Charges of committing a computer crime can produce drastic consequences in the life of a person. Depending on the severity of the charge, someone may go to prison for a long time and have to pay large amounts in fines. Because computers are an essential part of everyday life, understanding the different kinds of computer crimes is important for just about anyone. 

Both state and federal laws define various computer crimes. Since people may commit crimes across state lines with a computer, federal authorities sometimes get involved. FindLaw provides descriptions of some of the common types of computer crimes. 

Crimes specifically involving computers

Many computer crimes directly involve a person manipulating or damaging a computer. These crimes can include any of the following: 

  • Denying a person access to a computer or a network 
  • Unleashing a virus or other invasive program into a computer 
  • Creating false email source information 
  • Stealing data or programs 
  • Improper disclosure of programs or other computer information 

Committing these crimes may damage an innocent party in any number of ways. Some of these crimes happen for the purpose of stealing business information for personal enrichment. In some other cases, perpetrators do it just for fun or malice without caring about the ramifications of their actions. 
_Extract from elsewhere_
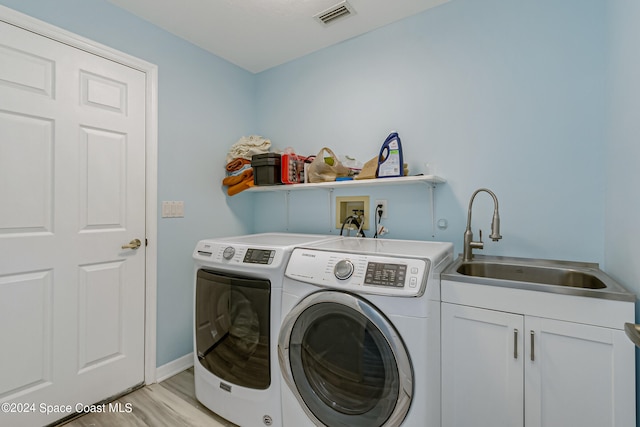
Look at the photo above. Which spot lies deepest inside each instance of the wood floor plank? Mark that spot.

Crimes utilizing a computer

Some computer crimes are the same as other crimes. The only difference is perpetrators use a computer as the means to commit a crime, like kidnapping, human trafficking, and drug trafficking. In addition, white collar crimes such as embezzlement or money laundering may occur through the use of a computer. A perpetrator may utilize a computer to move money or communicate with other schemers to engage in the criminal act. 

People can also use computers for smaller scale uses of fraud. Sometimes computer criminals trick computer users into revealing their personal information which criminals use to steal money. As the FBI explains, computer criminals can find and use information like Social Security numbers, computer account passwords, passport numbers, and financial account numbers to engage in identity theft.